2.4. The Great Leap Forward

Look at the graph above again. After the Toba catastrophe, the modern humans underwent another bottom era but clothing helped them to advance northward. You can see another bottom, the coldest era in the Wisconsin (Würm) Glaciation, when Neanderthal became extinct, though modern humans survived the era and now flourish. What made the difference?

The average skull capacity of Homo neanderthalensis was 10% greater than that of Homo sapiens. But what it means is not that Homo neanderthalensis was more intelligent than Homo sapiens, but that the former had a larger body than the latter. A more credible criterion of intelligence is the rate of the weight of the frontal lobe to the cortex. Homo neanderthalensis was not as intelligent as Homo sapiens because the frontal lobe of the former was not as developed as that of the latter.

The frontal lobe is an area in the brain of vertebrates, located at the front of each cerebral hemisphere. It has the selective and executive function to control and manage the information processed at the other lobes. The brain of Homo sapiens has more combining and networking functions than that of Homo neanderthalensis. So are their societies.

Homo neanderthalensis settled down in a place and lived a self-sufficient life. The productivity of a self-sufficient economy in a limited area was low. The Neanderthal men worked hard to compensate for this low productivity, which made their bodies stout. Meanwhile, the modern human moved around for a better game and traded various commodities with other families. Homo neanderthalensis was resident and isolated, while Homo sapiens were migratory and trade networking.

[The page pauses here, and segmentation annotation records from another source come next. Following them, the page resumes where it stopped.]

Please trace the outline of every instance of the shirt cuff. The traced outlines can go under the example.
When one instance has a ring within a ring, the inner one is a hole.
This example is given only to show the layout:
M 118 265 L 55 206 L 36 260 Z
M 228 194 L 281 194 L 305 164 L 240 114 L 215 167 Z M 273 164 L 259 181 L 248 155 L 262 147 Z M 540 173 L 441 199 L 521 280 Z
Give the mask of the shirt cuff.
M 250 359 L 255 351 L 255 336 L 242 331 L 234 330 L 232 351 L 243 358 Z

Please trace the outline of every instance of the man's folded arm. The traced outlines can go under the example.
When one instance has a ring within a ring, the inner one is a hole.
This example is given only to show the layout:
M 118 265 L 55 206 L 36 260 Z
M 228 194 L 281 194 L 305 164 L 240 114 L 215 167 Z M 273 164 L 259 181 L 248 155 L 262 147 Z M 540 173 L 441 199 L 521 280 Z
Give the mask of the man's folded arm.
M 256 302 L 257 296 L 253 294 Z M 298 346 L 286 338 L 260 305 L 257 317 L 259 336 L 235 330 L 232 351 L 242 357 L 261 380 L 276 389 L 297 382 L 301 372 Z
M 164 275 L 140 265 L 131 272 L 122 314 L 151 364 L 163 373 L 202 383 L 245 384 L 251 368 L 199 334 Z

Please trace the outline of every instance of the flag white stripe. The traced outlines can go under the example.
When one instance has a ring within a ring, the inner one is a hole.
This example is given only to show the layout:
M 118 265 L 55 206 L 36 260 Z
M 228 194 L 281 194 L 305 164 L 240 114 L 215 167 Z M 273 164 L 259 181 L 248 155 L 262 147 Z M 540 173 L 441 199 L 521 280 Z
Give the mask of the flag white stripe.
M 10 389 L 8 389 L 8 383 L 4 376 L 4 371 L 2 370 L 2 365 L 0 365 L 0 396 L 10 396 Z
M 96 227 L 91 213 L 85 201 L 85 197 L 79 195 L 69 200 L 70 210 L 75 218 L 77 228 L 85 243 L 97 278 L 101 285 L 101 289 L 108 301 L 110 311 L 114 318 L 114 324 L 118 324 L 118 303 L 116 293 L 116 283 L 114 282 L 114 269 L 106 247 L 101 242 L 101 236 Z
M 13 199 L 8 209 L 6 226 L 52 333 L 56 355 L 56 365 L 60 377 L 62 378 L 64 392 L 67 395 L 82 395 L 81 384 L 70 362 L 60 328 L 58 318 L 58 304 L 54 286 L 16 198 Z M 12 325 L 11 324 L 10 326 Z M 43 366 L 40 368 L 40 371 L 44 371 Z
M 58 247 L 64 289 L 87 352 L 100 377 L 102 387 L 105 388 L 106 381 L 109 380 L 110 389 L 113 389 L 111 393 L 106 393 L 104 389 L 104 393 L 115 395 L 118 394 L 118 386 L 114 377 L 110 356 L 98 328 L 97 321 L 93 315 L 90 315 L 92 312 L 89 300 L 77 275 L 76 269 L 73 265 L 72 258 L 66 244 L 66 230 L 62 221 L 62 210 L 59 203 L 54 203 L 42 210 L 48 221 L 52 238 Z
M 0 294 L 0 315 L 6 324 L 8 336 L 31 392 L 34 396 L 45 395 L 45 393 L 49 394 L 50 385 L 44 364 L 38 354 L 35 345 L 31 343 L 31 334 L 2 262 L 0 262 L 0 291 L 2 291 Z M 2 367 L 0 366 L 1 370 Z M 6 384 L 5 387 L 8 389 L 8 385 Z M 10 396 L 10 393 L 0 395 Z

Homo neanderthalensis seemed to speak the language, but their language was not highly articulated. The highly articulated language develops when one encounters another culture. The tacit understanding is enough within the family. We can see many cave paintings that reflect the desire of Homo sapiens for representation, but Homo neanderthalensis left no such remains. Homo sapiens networked ideas and created sophisticated culture.

Homo sapiens were not sophisticated from the beginning. About 50–40 thousand years ago Homo sapiens showed the cultural innovation named “Great Leap Forward".[12] The essence of the innovation is the networking based on the brain structure and applied to the linguistic and social structure.

Through the Great Leap Forward, modern humans also developed sophisticated hunting techniques, such as pitfall traps, or driving animals to fall off cliffs. Once they sophisticated the ability to use language, it became easy to transmit new technologies from generation to generation.

3. Revolutions in the Holocene

3.1. The Neolithic Revolution

The graph below represents the temperature fluctuation in the transition from Pleistocene to Holocene and the climate periods from Oldest Dryas to Atlantic.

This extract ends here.